8 June to Fonfría

Total darkness when I left.

The orange glow of street lamps got me through the village, and then I needed the torch on my phone to pick a path through the horse dung in the forest.

Knowing that rain was forecast, I kept looking back to enjoy the views in case they would disappear.

welcome to Galicia

Exactly as I got to O Cebreiro and turned to see where I had come from a bagpiper started to play. And later as I would be leaving the hamlet, the church bells would ring out.

But first I needed breakfast…

…and then there were the pazollas to sketch, but first I nipped across the road to see the other side of the mountain…

…and by the time I had finished my picture (just ten minutes later) most of the green had disappeared as the fog rolled up the valley

O Cebreiro has a very different feel in the early morning to the late afternoon. At 7:30am there are just pilgrims milling about – later, as we found it last time, the place is filled with tourists.

I took a Quick Look at the place where 8-year-old Tessa broke her arm on our first Camino, and then kept moving.

For some reason I had in my mind that the Pilgrim Monument at Alto de San Roque marked the end of the climb, so I was feeling victorious

I had been planning on sketching this guy with the layers of mountains in the background, but there was nothing to be seen!

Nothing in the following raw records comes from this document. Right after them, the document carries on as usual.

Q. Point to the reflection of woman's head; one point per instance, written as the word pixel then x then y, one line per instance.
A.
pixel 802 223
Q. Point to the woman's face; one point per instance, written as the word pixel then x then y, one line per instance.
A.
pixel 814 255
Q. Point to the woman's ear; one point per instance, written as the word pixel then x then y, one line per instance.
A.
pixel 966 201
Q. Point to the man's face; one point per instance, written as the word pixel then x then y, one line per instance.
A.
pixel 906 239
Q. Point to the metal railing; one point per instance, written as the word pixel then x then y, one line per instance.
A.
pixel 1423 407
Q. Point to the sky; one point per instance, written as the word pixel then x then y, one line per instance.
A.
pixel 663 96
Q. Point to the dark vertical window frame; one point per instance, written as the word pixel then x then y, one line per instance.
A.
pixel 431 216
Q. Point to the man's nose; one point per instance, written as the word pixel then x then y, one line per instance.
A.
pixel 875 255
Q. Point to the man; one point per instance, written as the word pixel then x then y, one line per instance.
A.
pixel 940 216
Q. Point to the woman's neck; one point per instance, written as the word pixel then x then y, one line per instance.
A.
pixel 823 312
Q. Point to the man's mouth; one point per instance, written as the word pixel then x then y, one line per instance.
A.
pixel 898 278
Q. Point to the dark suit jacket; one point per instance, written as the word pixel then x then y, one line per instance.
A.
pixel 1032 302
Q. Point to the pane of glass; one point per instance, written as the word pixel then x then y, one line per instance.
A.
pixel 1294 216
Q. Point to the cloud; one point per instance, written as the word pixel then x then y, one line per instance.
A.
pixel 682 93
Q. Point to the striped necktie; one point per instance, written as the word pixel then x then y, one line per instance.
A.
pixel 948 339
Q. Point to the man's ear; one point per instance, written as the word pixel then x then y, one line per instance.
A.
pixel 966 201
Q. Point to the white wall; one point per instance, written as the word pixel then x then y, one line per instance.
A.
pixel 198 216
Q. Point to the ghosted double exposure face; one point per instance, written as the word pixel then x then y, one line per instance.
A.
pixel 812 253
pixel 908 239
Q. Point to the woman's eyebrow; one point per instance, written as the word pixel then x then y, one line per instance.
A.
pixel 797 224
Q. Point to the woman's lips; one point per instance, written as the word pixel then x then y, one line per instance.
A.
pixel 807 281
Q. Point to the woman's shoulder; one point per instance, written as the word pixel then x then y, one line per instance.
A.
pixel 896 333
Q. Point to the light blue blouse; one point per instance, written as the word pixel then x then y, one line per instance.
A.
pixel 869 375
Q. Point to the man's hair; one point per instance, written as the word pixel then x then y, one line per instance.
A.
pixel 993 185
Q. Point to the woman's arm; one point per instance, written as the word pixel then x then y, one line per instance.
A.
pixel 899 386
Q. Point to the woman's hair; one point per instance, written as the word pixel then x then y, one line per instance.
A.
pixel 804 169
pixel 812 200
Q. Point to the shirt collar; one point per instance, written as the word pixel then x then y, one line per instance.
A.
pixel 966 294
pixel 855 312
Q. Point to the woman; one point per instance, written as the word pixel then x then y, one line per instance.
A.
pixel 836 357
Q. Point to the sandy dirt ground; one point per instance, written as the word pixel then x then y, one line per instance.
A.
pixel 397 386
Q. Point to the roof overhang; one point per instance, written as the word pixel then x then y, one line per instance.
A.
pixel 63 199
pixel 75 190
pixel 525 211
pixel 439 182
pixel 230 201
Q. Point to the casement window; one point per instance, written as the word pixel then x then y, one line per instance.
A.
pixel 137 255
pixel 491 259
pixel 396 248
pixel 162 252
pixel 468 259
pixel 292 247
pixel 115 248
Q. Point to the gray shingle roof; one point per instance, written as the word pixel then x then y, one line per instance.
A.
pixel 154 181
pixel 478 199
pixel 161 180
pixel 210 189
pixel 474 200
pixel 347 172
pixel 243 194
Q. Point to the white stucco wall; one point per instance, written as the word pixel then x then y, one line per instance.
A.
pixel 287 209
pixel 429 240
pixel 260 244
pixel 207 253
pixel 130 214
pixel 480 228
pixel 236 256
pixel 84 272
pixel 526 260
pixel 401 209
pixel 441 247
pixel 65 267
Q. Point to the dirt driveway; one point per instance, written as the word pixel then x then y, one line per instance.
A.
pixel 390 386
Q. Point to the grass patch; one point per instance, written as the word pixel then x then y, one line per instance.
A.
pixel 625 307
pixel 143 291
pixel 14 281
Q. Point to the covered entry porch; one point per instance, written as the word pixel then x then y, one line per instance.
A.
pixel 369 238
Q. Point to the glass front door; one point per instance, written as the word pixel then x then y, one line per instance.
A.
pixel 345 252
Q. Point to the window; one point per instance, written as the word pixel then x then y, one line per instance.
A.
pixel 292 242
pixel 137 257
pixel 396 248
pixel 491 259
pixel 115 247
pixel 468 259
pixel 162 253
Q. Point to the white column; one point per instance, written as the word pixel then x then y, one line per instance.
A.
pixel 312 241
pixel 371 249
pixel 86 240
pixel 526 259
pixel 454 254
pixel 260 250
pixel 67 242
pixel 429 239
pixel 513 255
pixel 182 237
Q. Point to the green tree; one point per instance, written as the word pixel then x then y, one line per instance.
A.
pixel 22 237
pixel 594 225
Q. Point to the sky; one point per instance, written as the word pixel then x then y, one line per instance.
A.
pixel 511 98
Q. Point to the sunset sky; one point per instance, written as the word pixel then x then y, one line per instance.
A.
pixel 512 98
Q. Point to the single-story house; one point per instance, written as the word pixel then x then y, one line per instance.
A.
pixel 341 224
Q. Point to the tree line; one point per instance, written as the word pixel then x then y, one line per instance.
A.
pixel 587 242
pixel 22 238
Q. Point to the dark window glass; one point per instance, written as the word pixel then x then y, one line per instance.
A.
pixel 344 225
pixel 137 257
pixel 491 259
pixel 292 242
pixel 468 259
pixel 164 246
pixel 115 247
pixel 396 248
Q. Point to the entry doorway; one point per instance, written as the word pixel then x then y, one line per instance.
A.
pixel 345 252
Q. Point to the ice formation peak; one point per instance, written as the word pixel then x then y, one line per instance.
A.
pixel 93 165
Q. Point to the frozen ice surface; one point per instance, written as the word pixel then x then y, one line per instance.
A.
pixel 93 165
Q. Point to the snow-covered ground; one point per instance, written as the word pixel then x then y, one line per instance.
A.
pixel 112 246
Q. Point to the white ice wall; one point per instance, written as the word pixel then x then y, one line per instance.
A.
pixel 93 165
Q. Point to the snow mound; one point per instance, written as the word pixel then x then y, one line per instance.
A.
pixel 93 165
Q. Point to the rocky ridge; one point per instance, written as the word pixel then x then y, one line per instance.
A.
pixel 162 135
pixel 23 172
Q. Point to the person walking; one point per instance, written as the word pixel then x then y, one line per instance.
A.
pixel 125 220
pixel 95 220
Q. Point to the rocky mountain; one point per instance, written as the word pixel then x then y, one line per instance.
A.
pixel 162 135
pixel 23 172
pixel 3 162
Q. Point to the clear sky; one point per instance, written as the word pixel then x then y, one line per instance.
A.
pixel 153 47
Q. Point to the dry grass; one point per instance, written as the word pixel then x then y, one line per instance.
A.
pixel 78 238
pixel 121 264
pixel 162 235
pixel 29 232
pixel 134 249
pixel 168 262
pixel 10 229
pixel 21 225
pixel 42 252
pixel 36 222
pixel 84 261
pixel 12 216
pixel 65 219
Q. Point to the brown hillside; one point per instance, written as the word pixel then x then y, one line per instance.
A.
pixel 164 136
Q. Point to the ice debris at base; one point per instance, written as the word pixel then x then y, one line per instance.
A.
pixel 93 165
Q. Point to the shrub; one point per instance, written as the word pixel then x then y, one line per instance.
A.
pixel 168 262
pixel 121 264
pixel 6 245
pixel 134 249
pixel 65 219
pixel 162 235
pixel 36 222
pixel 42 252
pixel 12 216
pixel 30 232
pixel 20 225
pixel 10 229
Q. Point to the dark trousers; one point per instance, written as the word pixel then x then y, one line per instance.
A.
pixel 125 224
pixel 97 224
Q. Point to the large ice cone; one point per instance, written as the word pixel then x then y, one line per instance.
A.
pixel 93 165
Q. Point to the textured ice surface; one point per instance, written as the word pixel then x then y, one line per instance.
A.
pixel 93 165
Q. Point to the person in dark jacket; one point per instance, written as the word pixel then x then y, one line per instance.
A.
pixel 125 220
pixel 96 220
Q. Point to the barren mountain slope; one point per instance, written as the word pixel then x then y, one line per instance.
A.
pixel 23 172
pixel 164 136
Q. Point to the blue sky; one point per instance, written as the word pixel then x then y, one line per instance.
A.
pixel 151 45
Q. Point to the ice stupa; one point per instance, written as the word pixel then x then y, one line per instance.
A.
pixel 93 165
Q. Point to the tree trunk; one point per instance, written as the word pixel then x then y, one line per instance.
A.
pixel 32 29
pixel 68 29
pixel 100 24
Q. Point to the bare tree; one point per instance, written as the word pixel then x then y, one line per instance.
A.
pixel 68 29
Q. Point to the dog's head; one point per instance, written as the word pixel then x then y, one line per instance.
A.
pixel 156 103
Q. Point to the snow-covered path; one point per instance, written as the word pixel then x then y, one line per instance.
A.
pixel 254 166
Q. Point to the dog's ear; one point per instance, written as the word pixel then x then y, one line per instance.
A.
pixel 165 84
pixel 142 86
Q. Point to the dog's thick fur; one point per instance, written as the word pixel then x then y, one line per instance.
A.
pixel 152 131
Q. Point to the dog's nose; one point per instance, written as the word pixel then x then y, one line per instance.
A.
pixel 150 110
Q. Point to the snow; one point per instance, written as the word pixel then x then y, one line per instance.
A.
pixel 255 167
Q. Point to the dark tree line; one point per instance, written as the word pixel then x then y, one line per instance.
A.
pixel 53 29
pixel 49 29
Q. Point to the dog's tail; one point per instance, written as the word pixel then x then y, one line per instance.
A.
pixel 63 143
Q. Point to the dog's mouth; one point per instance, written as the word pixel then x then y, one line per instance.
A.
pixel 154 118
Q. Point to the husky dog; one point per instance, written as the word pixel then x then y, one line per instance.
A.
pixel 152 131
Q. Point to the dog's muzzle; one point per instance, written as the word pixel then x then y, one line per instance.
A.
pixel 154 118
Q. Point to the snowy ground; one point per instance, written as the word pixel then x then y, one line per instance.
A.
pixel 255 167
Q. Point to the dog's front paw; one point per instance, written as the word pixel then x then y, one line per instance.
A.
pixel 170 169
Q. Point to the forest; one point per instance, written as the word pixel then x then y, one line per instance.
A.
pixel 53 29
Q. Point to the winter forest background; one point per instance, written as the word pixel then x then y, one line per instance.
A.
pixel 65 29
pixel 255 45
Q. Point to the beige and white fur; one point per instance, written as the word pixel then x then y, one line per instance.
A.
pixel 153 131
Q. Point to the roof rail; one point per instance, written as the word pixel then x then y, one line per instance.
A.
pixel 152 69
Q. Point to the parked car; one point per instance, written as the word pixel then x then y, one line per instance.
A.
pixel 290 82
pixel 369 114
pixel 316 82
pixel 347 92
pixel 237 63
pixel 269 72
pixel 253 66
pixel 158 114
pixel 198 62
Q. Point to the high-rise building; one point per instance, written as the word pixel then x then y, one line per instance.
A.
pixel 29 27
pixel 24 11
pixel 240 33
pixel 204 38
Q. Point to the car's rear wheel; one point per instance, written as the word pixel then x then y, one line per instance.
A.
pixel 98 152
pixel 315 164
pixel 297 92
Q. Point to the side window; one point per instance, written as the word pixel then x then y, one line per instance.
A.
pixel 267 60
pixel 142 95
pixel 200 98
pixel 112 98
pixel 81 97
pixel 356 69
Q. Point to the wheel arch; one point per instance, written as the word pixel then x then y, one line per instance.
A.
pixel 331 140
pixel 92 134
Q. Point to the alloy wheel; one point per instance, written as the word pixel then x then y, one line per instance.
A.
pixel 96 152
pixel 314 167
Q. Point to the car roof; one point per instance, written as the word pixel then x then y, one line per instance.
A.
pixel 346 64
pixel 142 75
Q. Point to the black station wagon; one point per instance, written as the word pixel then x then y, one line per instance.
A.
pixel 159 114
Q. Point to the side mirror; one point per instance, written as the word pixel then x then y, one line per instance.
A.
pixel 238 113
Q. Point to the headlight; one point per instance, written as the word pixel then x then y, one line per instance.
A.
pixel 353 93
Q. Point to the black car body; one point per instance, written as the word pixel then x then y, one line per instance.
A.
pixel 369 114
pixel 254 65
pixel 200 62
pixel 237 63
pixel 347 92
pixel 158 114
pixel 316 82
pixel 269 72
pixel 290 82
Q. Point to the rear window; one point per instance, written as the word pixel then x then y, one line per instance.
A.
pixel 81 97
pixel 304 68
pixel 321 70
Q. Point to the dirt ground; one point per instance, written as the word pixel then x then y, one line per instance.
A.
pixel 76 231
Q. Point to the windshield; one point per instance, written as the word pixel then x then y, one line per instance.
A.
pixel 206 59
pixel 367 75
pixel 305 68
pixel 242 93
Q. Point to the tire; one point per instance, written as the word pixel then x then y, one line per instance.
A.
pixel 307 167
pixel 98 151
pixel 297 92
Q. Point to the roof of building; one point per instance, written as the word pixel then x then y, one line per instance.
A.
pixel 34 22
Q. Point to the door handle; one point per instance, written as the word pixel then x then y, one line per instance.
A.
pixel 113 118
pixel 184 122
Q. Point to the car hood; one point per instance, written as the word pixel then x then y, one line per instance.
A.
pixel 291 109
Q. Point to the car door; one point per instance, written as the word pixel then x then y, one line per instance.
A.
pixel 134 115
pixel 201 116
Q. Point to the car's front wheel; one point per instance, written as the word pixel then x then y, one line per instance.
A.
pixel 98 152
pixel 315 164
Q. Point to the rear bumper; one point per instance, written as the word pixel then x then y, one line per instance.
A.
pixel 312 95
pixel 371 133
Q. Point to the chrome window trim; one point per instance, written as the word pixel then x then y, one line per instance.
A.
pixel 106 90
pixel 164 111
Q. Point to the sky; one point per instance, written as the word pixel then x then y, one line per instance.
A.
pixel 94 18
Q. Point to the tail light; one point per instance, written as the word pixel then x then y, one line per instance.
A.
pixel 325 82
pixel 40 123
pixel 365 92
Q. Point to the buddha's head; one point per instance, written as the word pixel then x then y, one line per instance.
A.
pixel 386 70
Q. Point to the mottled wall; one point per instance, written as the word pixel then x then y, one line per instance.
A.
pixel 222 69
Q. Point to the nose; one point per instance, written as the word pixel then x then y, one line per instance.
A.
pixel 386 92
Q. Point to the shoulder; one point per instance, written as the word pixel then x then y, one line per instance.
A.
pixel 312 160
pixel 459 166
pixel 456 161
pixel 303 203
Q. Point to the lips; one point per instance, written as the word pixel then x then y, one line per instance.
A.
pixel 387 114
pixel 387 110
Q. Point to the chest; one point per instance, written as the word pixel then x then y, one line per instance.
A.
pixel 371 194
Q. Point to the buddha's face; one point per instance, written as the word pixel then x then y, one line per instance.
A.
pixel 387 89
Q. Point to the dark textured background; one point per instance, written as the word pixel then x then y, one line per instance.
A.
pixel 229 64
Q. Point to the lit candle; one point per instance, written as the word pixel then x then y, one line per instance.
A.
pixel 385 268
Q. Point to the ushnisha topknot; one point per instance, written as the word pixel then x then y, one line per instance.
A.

There was a downhill past meadows full of daisies that lulled me into a false sense of security in my memory

We walked out of the fog and I renewed my hope to see magnificent vistas.

I say “we”. I was not actually walking with anyone, but had some interactions with a Spanish family with two children, two older Spanish guys who untangled my hat which was attached to my pack so I didn’t have to take my pack off, and an American guy…

…we kept taking little breaks at different points so we ended up passing each other frequently.

The dear old Spaniards were so taken with the cows…

…and this little building, which they thought might be for horses, but we all went in it and found some memorial plaques for people who had died.

By now I was certain the fog was behind us, and I was also certain I had misremembered about it all being downhill. There had already been ups and downs, which everyone had been commenting on….and then there was one more

the very end of it

The fog chased us up the hill

While I ate a piece of empanada, it closed in completely.

When I’d finished and was ready to set off, the family with kids and two older gentlemen said goodbyes as if we had been lifelong friends! There was just another 4km to go after this, and it went slowly, because I kept stopping to watch the fog swirling around. It danced up the road.

Visibility dropped to not-very-much-at-all…

…and I picked up my pace as enormous raindrops started to plop around me.

I just beat the rain.

This…

…was the picture online that had lured me in to booking a bed here. I had visions of lounging outside doing my cross stitch, but given that this…

…is how it stayed all afternoon, I ended up here instead:

Not a bad alternative.

And the dinner, just down the hill was amazing.